L’outil primitif et naturel de l’homme, comme de la plupart des mammifères, ce sont les dents. C’est d’abord avec les dents que l’homme, semblable au chien et au singe, agit sur les objets extérieurs. Mais le travail des dents est un travail purement instinctif et qui, de plus, s’exerce en dehors du contrôle de la vue. Ce travail ne pouvait donc guère devenir l’objet d’une attention réfléchie, ni donner lieu à la formation d’un concept. Pour que l’homme prit conscience de son activité, un premier progrès était donc nécessaire ; c’était qu’il apprit à « projeter[1] » l’action des dents dans un organe soumis au contrôle de la vue, c’est-à-dire dans la main. Ce premier progrès fut possible quand l’homme abandonna ses habitudes premières d’animal grimpeur et commença à chercher son refuge dans des cavernes. Alors seulement, la main, d’organe locomoteur, devint instrument de travail.

La main supplée d’abord les dents. Les dents ont pour fonction naturelle de couper et de racler (incisives), de déchirer et de fendre (canines), d’écraser et de broyer (molaires). Or, pour remplir ces diverses fonctions, auxquelles elle est par elle-même mal appropriée, la main dut arriver de bonne heure à s’aider d’une sorte d’équivalent de l’organe naturel, c’est-à-dire de pierres coupantes, aiguës ou arrondies, propres à faire l’office des trois espèces de dents. M. Noiré pense que l’emploi de cette forme tout à fait primitive de l’outil ne fut pas un acte, à proprement parler, conscient, c’est-à-dire exécuté librement et avec réflexion, L’homme en effet ne possédait pas alors une idée nette de la causalité, il ne pouvait donc pas encore combiner des moyens en vue d’une fin. Or l’outil proprement dit est un moyen pour arriver à une fin. La main s’arma donc d’abord spontanément, instinctivement de la pierre, qui ne devint que plus tard un outil véritable, et voici probablement comment elle y fut amenée. Les pierres s’offraient d’elles-mêmes à la main occupée à creuser des cavernes habitables. La nécessité de les écarter et de les rejeter au dehors attirait nécessairement l’attention sur elles. En outre, comme la main, même chez l’homme de cette époque, était un organe relativement sensible et délicat, l’ouvrier primitif dut chercher de bonne heure à la protéger dans son travail contre les aspérités du sol, et pour cet office encore la pierre se présentait naturellement à lui. Il est donc probable que l’usage de la pierre non taillée comme auxiliaire ou plutôt comme complément de la main, remonte au temps où l’homme cessa de vivre sur les arbres et commença à creuser des cavernes.
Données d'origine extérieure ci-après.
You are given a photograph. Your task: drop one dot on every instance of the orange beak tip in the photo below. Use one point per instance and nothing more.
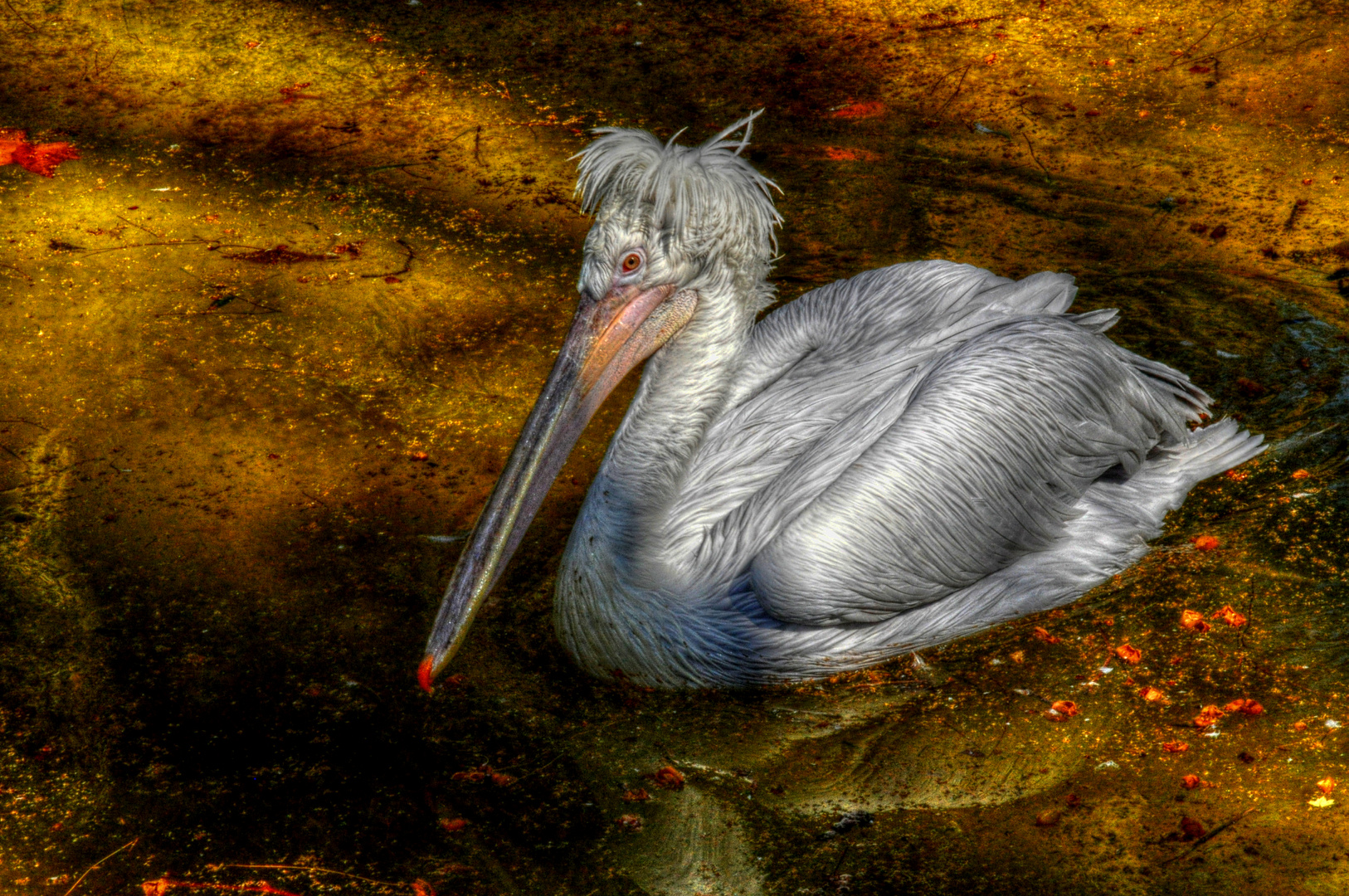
(424, 674)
Il est assez vraisemblable que ce fut le travail de la main, contrôlé et dirigé par la vue, le plus intellectuel et le plus objectif des sens, qui éveilla la pensée et provoqua le premier essor des facultés rationnelles. On conçoit que les hommes, s’acharnant en troupes à une même tâche, poursuivant un but commun, soient arrivés ainsi à concevoir des idées des principaux effets que produisait leur activité. Les premières idées générales s’associèrent d’elles-mêmes à des sons articulés, peut-être aux

  1. C’est ce que M. Noiré appelle « Projection der Organe ».